So tired…
3.12.24
Okay… the passed few days has caught up with me and I am exhausted. Even though I have been sleeping, for the most part, last night was the exception but I had every intention. Last night at 3:30am Chimmie was having a dream and let out the saddest loudest howl, she had done this two other times. It scared me to death of course because I was in deep sleep and she was laying on me. I gently shook her with a hand and said her name to wake her up but she didn’t right away, she howled for almost a minute. When she woke up she was fine, happy even hopped down got a drink came back and pounced as normal. She went back to sleep and I just laid there. I wonder what she could be dreaming that is so sad or scary? Where does she go?
My body feels so heavy today, I need to take a nap. I have grounded, removed negative energy, drank all my am drinks and vitamins. Should probably have toast or something next.
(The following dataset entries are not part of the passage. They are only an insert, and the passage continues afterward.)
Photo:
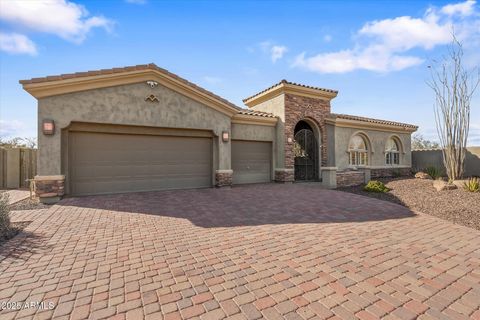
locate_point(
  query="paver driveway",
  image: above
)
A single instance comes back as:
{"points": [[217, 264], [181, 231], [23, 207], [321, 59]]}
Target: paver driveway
{"points": [[264, 251]]}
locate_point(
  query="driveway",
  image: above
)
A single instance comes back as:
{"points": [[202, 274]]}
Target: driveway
{"points": [[264, 251]]}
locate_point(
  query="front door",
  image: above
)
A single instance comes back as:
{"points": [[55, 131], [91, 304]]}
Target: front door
{"points": [[306, 155]]}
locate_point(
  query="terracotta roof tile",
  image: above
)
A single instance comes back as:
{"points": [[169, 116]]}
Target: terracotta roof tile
{"points": [[291, 83], [150, 66], [371, 120]]}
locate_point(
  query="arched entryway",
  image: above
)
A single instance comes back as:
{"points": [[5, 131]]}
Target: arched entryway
{"points": [[305, 151]]}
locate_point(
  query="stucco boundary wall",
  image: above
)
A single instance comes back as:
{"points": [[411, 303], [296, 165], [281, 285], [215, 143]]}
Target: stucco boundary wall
{"points": [[422, 159]]}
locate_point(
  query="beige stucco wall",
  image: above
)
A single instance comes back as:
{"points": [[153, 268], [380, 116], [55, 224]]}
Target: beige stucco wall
{"points": [[126, 105], [422, 159], [378, 140], [330, 145], [253, 132], [276, 106]]}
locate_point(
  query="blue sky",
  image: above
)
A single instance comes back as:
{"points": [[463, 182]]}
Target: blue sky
{"points": [[375, 53]]}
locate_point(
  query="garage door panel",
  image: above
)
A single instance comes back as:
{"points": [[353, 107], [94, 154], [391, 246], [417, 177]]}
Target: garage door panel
{"points": [[111, 163], [251, 161]]}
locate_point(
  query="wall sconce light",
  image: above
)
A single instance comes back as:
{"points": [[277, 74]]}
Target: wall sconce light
{"points": [[225, 136], [48, 127]]}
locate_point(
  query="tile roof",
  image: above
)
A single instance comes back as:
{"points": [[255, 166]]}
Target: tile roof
{"points": [[150, 66], [371, 120], [290, 83], [257, 113]]}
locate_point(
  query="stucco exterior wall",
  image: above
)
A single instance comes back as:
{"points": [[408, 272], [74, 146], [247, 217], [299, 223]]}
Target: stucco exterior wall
{"points": [[126, 105], [377, 141], [276, 106], [253, 132], [422, 159]]}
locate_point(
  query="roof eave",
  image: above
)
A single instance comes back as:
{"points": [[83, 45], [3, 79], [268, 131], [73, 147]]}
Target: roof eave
{"points": [[240, 118], [76, 84]]}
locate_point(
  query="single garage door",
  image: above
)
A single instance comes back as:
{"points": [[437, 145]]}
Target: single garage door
{"points": [[251, 161], [111, 163]]}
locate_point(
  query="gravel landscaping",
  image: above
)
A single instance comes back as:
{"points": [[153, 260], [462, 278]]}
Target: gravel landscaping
{"points": [[458, 205]]}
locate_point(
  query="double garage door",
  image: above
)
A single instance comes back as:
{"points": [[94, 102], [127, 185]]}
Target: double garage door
{"points": [[102, 163], [112, 163]]}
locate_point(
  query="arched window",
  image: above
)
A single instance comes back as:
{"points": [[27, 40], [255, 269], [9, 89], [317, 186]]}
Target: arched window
{"points": [[358, 151], [392, 152]]}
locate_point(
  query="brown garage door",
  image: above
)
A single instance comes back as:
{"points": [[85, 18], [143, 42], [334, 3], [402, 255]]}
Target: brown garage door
{"points": [[251, 161], [111, 163]]}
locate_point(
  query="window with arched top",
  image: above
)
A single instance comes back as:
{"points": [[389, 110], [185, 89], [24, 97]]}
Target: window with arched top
{"points": [[358, 151], [392, 152]]}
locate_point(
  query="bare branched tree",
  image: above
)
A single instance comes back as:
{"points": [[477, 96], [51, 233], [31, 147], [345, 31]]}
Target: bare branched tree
{"points": [[454, 86]]}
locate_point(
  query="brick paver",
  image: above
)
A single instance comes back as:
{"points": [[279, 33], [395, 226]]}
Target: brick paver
{"points": [[265, 251]]}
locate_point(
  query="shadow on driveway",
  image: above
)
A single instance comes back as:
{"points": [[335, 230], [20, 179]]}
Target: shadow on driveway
{"points": [[249, 205]]}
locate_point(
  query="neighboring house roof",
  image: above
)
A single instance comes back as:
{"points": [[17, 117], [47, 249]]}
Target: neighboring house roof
{"points": [[285, 86], [334, 116]]}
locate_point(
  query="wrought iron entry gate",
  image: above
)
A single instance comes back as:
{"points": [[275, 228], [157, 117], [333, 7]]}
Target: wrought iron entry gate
{"points": [[306, 155]]}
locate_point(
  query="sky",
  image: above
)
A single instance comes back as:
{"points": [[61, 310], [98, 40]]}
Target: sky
{"points": [[375, 53]]}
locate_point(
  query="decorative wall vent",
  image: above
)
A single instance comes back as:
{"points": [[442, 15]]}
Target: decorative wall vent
{"points": [[152, 83], [152, 98]]}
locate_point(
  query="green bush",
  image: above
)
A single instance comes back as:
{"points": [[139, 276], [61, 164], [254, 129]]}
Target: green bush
{"points": [[5, 225], [472, 185], [375, 186], [433, 172]]}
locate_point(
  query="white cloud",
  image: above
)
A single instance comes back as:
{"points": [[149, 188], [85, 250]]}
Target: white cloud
{"points": [[277, 52], [212, 80], [463, 8], [65, 19], [15, 43], [382, 46]]}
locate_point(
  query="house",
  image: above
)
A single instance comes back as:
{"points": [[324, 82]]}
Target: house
{"points": [[143, 128]]}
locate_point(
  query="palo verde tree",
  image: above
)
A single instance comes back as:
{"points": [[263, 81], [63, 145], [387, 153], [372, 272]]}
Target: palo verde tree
{"points": [[454, 85]]}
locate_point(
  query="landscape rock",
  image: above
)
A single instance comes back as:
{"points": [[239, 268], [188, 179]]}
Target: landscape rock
{"points": [[441, 185], [422, 175]]}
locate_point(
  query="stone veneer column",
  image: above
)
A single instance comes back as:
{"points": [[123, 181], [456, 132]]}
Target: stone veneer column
{"points": [[49, 189], [223, 178]]}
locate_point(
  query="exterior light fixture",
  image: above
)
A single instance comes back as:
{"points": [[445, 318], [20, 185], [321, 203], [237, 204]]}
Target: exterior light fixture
{"points": [[225, 136], [48, 127]]}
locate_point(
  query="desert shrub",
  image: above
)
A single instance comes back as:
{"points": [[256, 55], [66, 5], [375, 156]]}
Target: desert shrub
{"points": [[375, 186], [5, 225], [433, 172], [472, 185]]}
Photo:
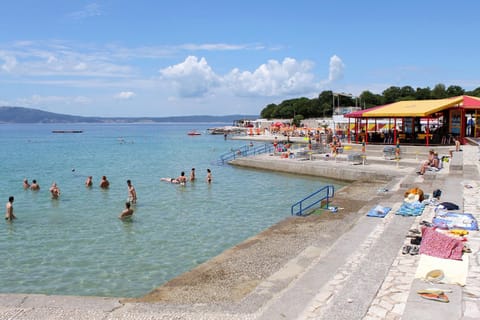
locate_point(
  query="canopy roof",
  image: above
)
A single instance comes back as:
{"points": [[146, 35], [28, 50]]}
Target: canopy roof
{"points": [[471, 102], [414, 108]]}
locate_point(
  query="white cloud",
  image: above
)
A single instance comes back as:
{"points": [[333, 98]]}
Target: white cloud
{"points": [[10, 62], [273, 79], [336, 69], [125, 95], [191, 78], [80, 66], [39, 100], [90, 10]]}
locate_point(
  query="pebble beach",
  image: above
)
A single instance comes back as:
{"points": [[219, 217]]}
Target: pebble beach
{"points": [[340, 265]]}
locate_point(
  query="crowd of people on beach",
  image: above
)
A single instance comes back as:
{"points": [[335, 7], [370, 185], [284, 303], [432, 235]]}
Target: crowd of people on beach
{"points": [[104, 184]]}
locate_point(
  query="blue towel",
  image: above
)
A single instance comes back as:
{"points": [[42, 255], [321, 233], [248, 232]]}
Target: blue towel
{"points": [[411, 209], [378, 212]]}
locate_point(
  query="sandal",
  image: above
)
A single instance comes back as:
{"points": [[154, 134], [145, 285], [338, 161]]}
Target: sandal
{"points": [[442, 297], [417, 240], [406, 249], [414, 250]]}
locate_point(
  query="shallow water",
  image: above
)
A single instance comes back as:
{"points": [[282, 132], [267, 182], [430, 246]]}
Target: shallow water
{"points": [[77, 245]]}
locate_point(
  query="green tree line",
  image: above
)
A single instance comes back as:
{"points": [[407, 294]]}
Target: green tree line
{"points": [[304, 108]]}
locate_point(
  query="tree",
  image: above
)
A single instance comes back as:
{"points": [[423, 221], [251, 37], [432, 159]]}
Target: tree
{"points": [[407, 91], [268, 111], [369, 100], [474, 92], [392, 94], [453, 91], [297, 120], [439, 91], [423, 93]]}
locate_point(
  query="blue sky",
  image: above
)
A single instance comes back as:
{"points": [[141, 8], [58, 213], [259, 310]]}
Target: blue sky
{"points": [[170, 58]]}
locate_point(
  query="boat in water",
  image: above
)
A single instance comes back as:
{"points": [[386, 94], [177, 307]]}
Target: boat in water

I’m going through a little headache with Mercari and a sale I made last week. It is a pain in my ass and I’m still upset. Long story short I lost out on a sale, and my item, the person cancelled during shipping and I didn’t have tracking number because I sent it large envelope which I didn’t realize, it doesn’t have a tracking number. So I couldn’t prove I sent it out except I sent them my receipt that did show date, time, and destination of pkg. I’m sure they recieved the item, but Mercari basically said time was up, cancelled the transaction, which deleted all coorspondense between me and them and my item for sale so…lol. Seems shady to me. So they get it for free I guess, as if it was a late pizza…except it wasn’t late…lesson learned the hard way. I will never not have a tracking number again and I’ll never send anything out before getting an acknowledgement from the buyer by sending them a text I am sending the item that day, so they have a second chance to cancel before it is sent out. I cannot believe the one time I didn’t have a tracking number out of 39 sales is the time someone wanted to cancel after I already shipped it…what are the odds? It would have been a breeze had I not shipped it, I would’ve just hit the cancellation button. I hope they love their ring 🫤. I guess this energy has been weighing me down as well.
I came on to say no art dump today…now I’m going to try and recover from it all.